Under the Surface: The Dripping Pen as a Nautical Clue
In 2017, while preparing to write an article for Mike Morford’s now-defunct Zodiac Killer website, I began revisiting the Zodiac’s letters. As always, I paused at the Zodiac Killer's November 8, 1969, card—the one featuring a dripping pen on the front. It’s an odd design, with layered sections and rivets that give it a rugged, metallic feel. I had always thought it looked like part of a weathered ship. But on that day, a different word came to mind: “sub.”
Out of curiosity, I rotated the image 90 degrees counterclockwise. To my surprise, it resembled a submarine. Of course, that impression depends on which class of submarine you're imagining, but the resemblance was enough to make me look up the phrase “submarine pen.” I expected nothing of significance, but what I found was a Wikipedia entry describing a submarine pen as a fortified shelter—essentially a hardened structure or “garage” for submarines.
That caught my attention.
The Zodiac has long been speculated to have had military or naval connections, and there’s often mention of Mare Island Naval Shipyard in discussions about the Zodiac. Mare Island had a history of building submarines and so I decided to dig deeper and found a list of vessels produced there. Some of the names stood out like—Argonaut, Trigger—that felt oddly in sync with Zodiac's tone.
But what truly pushed the connection further was a quote I stumbled upon during this search:
“There is poetry in ships’ names. It can be heard in the quiet watches of the night…, when mist obscures the waterfront and foghorns call mournfully through the darkness. Out across the bay, blinking lights mark the channel down which Navy ships have sailed for hundreds of years, and bells sound a knell for those that never came back.”
This was written by Fletcher Pratt—the same Fletcher Pratt who authored Secret and Urgent, a book on cryptography that Donald Harden reportedly used during his decryption of the Zodiac’s 408 cipher. Through additional research I learned that Pratt wasn’t just a writer of nonfiction; he was also a military historian and a science fiction and fantasy author, blending fact and imagination in ways that feel oddly resonant with the Zodiac’s own method of communication.
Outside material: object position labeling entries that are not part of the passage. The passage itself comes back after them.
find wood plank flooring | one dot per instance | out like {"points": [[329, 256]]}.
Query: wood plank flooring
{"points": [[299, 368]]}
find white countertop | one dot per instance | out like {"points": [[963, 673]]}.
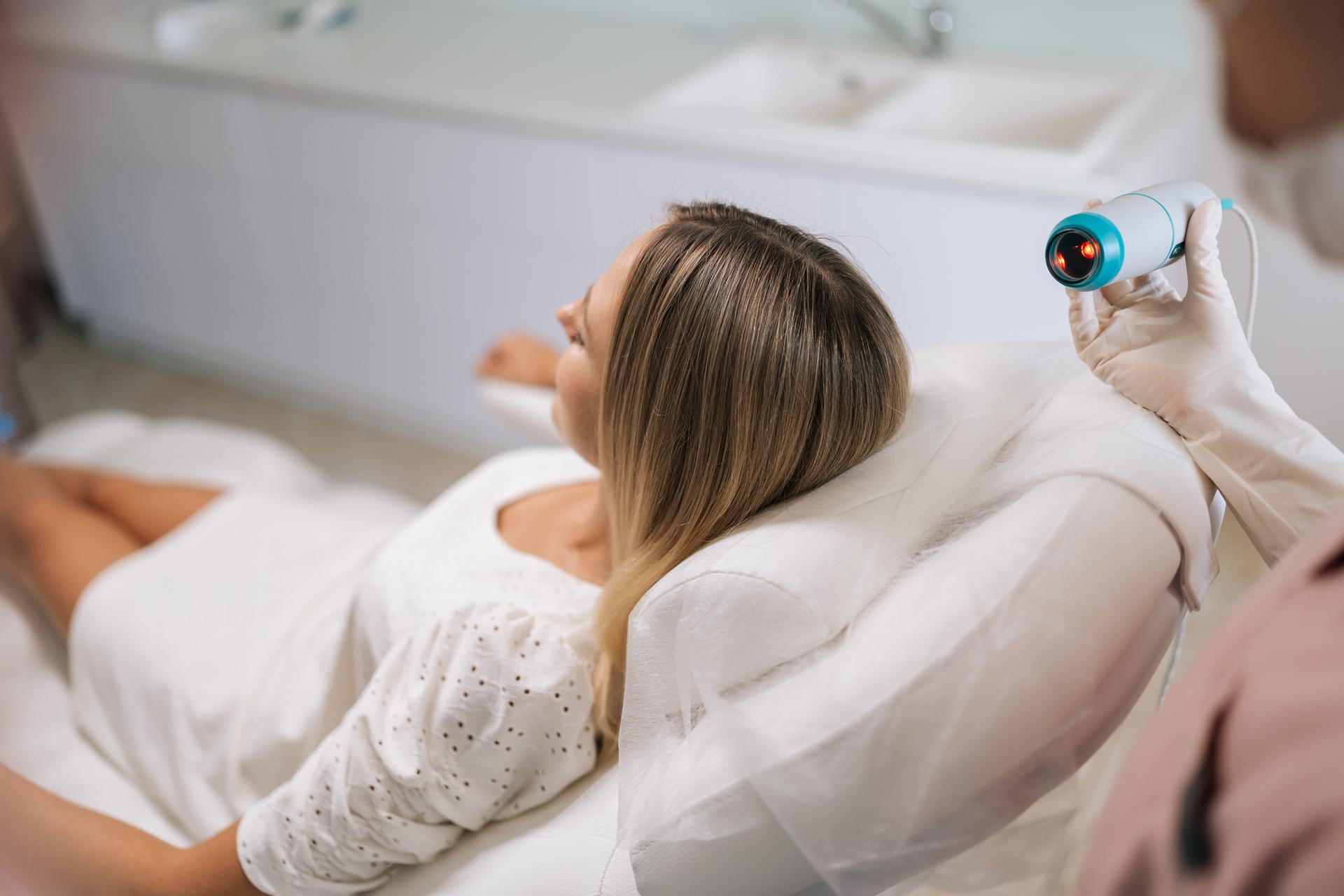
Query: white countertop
{"points": [[577, 74]]}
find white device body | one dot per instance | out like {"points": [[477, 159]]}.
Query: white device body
{"points": [[1152, 223]]}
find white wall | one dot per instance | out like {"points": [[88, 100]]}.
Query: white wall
{"points": [[1154, 31]]}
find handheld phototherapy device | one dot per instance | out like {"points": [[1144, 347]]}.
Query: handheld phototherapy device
{"points": [[1138, 234], [1135, 234]]}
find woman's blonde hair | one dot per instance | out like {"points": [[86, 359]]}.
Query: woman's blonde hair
{"points": [[750, 363]]}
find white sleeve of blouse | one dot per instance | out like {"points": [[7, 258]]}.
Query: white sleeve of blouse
{"points": [[477, 716]]}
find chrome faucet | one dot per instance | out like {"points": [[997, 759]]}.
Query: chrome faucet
{"points": [[937, 20]]}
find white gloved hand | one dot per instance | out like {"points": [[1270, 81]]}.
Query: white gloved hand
{"points": [[1189, 362], [1154, 347]]}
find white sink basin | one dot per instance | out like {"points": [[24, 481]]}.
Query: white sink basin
{"points": [[870, 102], [784, 83]]}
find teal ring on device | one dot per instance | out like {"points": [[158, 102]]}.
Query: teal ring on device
{"points": [[1101, 232]]}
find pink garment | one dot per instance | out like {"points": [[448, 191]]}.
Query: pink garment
{"points": [[1237, 785]]}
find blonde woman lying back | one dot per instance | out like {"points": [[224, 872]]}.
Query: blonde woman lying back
{"points": [[323, 695]]}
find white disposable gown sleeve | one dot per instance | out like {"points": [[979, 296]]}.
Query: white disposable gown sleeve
{"points": [[476, 716], [1280, 476]]}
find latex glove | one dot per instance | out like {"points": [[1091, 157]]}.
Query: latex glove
{"points": [[1158, 349], [1187, 360]]}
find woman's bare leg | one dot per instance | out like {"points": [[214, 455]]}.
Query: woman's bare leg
{"points": [[52, 543], [147, 510]]}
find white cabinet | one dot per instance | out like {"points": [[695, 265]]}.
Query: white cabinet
{"points": [[365, 254]]}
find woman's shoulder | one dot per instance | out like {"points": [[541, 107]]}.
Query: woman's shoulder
{"points": [[526, 468]]}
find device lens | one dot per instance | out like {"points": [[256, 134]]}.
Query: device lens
{"points": [[1073, 255]]}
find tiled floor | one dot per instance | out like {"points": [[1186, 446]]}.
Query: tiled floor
{"points": [[66, 375]]}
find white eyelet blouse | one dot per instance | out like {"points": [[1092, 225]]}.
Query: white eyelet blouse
{"points": [[477, 704]]}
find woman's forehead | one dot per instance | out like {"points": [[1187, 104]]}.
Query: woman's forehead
{"points": [[608, 288]]}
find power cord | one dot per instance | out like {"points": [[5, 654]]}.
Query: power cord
{"points": [[1249, 327]]}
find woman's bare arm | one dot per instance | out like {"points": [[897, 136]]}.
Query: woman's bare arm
{"points": [[52, 846]]}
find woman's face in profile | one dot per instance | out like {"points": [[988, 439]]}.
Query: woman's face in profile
{"points": [[589, 323]]}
The pen that resembles a submarine may represent more than just an abstract doodle on a card. Perhaps it has symbolic or emotional meaning for the Zodiac. What we have overlooked as incidental or decorative might, in fact, be a look inside the Zodiac's personal life. Someone who may not have been in the Navy but had an interest in certain authors, history, Naval history, ships, poetry, and science fiction.